VCTs with more of a focus on unlisted companies can be an option too, although in a higher-rate environment there are arguably still questions to ask over the accuracy of current valuations, and an immediate recovery might be less likely. Still, there are some old reliables that tend to crop up in this space: Yearsley points to Maven Income & Growth (MIG1) and Pembroke (PEMB), whose three sectors of focus are consumer, B2B business services and technology.

As Wealth Club puts it, the Pembroke VCT’s strategy "centres on finding and selecting strong founders", with holdings including LYMA, a company founded by husband-and-wife team Lucy and Simon Goff. It began by offering a premium dietary supplement and has since launched a skincare brand, among other offerings.

Hyett mirrors Yearsley's sentiment in noting that the Aim VCTs seem "demonstrably cheap". He adds that investors keen to use certain VCTs might still be able to enjoy somewhat discounted fees if they take part in early-bird offers, with Molten Ventures (MVCT), Maven Income & Growth and Guinness (GVCT) among these. Many such offers will close at the end of January, meaning those interested in taking advantage have limited time left to do so.

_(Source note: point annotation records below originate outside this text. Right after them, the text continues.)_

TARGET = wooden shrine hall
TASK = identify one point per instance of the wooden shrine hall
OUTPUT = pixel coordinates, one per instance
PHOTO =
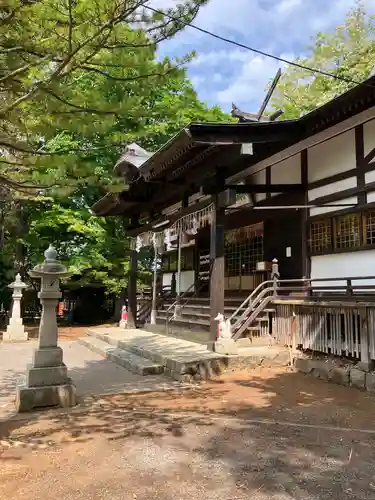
(220, 201)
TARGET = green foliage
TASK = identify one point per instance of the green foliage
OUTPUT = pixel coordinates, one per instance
(70, 126)
(348, 52)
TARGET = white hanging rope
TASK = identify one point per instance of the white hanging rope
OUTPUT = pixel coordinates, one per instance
(189, 224)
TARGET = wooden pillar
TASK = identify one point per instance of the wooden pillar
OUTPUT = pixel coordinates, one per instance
(132, 290)
(217, 267)
(304, 216)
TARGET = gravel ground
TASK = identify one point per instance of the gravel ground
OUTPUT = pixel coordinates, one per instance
(264, 434)
(90, 372)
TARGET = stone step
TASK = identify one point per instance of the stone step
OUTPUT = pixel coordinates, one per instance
(193, 324)
(200, 318)
(179, 357)
(132, 362)
(228, 301)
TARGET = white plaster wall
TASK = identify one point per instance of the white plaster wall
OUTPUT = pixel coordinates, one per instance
(353, 200)
(334, 187)
(167, 279)
(259, 178)
(187, 279)
(172, 209)
(369, 136)
(351, 264)
(332, 157)
(371, 197)
(370, 177)
(287, 171)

Investors do, however, need to exercise some caution. VCTs come with good tax advantages in the form of 30 per cent upfront income tax relief, tax-free dividends and a capital gains tax exemption, subject to certain criteria, but the investment risks are also elevated.

The increased pensions annual allowance and the abolition of the lifetime allowance mean that investors can, alternatively, now put more money into their pensions, a tax-efficient way of investing that typically comes with less risk than VCTs. The old saying about not letting the tax tail wag the investment dog still rings true: an investor's goals and risk appetite remain crucial.